The proposed museum, formally known as the Florida Museum of Black History, has been years in the making, with lawmakers and community leaders framing it as a long-overdue institution to preserve and showcase the state’s African American heritage .A central point of contention has been the museum’s location. St. Augustine — widely recognized as the nation’s oldest city and a site deeply tied to both slavery and early Black history — emerged as the leading contender. Supporters argue the city’s historical significance makes it a natural home for the museum. However, competing interests and regional considerations have fueled debate, slowing consensus among lawmakers.

While the Senate-backed measure has consistently advanced, the lack of alignment in the House has underscored ongoing divisions about how and where the project should take shape.

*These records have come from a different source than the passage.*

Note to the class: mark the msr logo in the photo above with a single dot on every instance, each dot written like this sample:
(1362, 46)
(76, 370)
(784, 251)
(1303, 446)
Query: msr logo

The holdup in the Florida House appears to be less about opposition to the museum itself and more about a combination of procedural bottlenecks, unresolved structural issues, and lingering disagreements over how the project should be formalized and governed.

Despite the legislative setbacks, Republican Gov. Ron DeSantis has publicly voiced support for the museum. Speaking last month during the unveiling of a statue of abolitionist Frederick Douglass in St. Augustine, DeSantis said the project would move forward “one way or another,” signaling an intent to see the museum built regardless of legislative hurdles.

The anticipated museum has already cleared several hurdles. St. Johns County signed an agreement last year with Florida Memorial University to use the land that once housed its campus last year’s legislative session netted $1 million in funding for St. Johns County to work on planning and design for the museum. However, its anticipated that a million $3 million is needed.

Still, without statutory approval to finalize key components — including governance, funding mechanisms and site selection — the project remains largely conceptual.
With the House bill failing again, the timeline for the museum’s development is unclear. Lawmakers could revisit the proposal in the next legislative session, but any further delays risk pushing the project back several more years. Advocates warn that continued inaction could stall momentum for a museum many see as critical to telling a fuller, more accurate story of Florida’s past. For now, the effort remains paused — caught between political support at the top and legislative gridlock within the Capitol.